Akio has defined a "pause" as a period of transition in the company's operations; a time to pursue forward-looking initiatives for sustainable growth.
“We want to describe this period as our ‘intentional pause,’” said Akio Toyoda at Toyota’s financial results press briefing in May 2014. In the previous five years, Toyota had faced one difficult situation after another: the Global Financial Crisis, Toyota’s recall crisis, the 2011 Great East Japan Earthquake, and harsh conditions in Japan’s business environment, like an ultra-strong yen. As the company seemed to have recovered from its hardships, analysts expected the automaker to go on the counteroffensive with an increase in sales and profits. However, Toyota’s forecast fell below market expectations. This announcement could easily have triggered a sell-off by disappointed investors, but that did not happen, thanks in part to Akio’s explanation to the market.

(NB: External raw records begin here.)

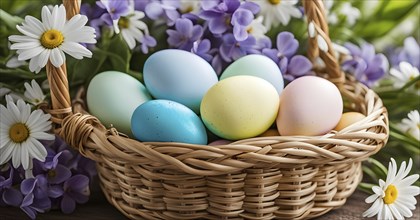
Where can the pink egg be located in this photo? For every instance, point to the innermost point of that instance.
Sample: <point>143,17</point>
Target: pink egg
<point>309,106</point>
<point>220,142</point>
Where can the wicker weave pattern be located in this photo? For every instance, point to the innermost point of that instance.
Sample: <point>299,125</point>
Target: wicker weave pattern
<point>285,177</point>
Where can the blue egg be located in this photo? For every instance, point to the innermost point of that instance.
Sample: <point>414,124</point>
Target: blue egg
<point>179,76</point>
<point>167,121</point>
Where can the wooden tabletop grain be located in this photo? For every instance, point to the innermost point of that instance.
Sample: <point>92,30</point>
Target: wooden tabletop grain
<point>97,208</point>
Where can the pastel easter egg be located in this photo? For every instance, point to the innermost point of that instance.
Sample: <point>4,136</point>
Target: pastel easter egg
<point>309,106</point>
<point>220,142</point>
<point>240,107</point>
<point>179,76</point>
<point>167,121</point>
<point>270,133</point>
<point>113,96</point>
<point>348,119</point>
<point>256,65</point>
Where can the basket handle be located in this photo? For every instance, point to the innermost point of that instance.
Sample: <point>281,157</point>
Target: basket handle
<point>314,9</point>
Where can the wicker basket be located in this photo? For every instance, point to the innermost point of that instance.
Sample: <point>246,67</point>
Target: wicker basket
<point>285,177</point>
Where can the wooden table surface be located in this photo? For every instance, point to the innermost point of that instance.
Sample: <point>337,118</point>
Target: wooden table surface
<point>97,208</point>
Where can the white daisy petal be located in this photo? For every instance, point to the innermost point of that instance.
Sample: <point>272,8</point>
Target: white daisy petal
<point>36,24</point>
<point>24,156</point>
<point>56,58</point>
<point>76,50</point>
<point>74,23</point>
<point>395,212</point>
<point>373,210</point>
<point>60,20</point>
<point>42,136</point>
<point>378,191</point>
<point>25,45</point>
<point>46,17</point>
<point>6,153</point>
<point>16,156</point>
<point>23,39</point>
<point>403,210</point>
<point>34,64</point>
<point>28,54</point>
<point>407,181</point>
<point>371,198</point>
<point>26,32</point>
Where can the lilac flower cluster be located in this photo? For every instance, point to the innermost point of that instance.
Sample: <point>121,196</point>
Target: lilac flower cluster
<point>219,31</point>
<point>367,66</point>
<point>225,30</point>
<point>59,182</point>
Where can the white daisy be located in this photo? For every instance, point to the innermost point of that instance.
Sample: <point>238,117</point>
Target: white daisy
<point>49,39</point>
<point>34,93</point>
<point>394,198</point>
<point>278,11</point>
<point>411,125</point>
<point>406,73</point>
<point>132,28</point>
<point>256,28</point>
<point>20,130</point>
<point>14,62</point>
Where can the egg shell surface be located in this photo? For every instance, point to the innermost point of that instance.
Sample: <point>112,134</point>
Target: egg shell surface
<point>256,65</point>
<point>220,142</point>
<point>179,76</point>
<point>240,107</point>
<point>348,119</point>
<point>309,106</point>
<point>113,96</point>
<point>167,121</point>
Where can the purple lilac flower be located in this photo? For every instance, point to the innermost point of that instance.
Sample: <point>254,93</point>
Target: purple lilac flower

“We want to allocate resources for the future and proactively implement reforms and forward-looking initiatives,” he explained. “We want to describe this period as our ‘intentional pause.’ We pursue sustainable growth—we’re focused on translating this temporary interlude into future growth.”
Akio delivered the message that, from a management perspective, this “pause” actually means a transition phase necessary for continued growth over the medium- to long-term.
Eight years on, Akio revisited that message on a different occasion. At a company-wide meeting to discuss management issues on March 9, 2022, employees shared how suppliers in Japan had suffered from the repeated cycle of aggressive recovery production and sudden stoppages caused by parts shortages. One management member also warned that suppliers had reached their limits. After hearing this discussion, Akio made the following comment:
“We are now dealing with a crisis. As such, we have decided to revise our current production plan to align more closely with this reality. I want to designate the period from April to June as an ‘intentional pause.’ Based on the circumstances our suppliers are facing, we should formulate a plan that ensures a sound work environment with safety and quality as top priorities.”
Despite his use of the same phrase, the situation is completely different from eight years ago. What did Akio specifically mean by “intentional pause” this time?
“We at Toyota learned firsthand the importance of prioritizing safety and quality above all else to retain our customer’s trust, after plunging into the red because of the Global Financial Crisis and the recall crisis. We also learned the lesson that we must continuously invest in the frontline personnel underpinning our operations. We will work as one with suppliers and dealers to overcome this crisis.”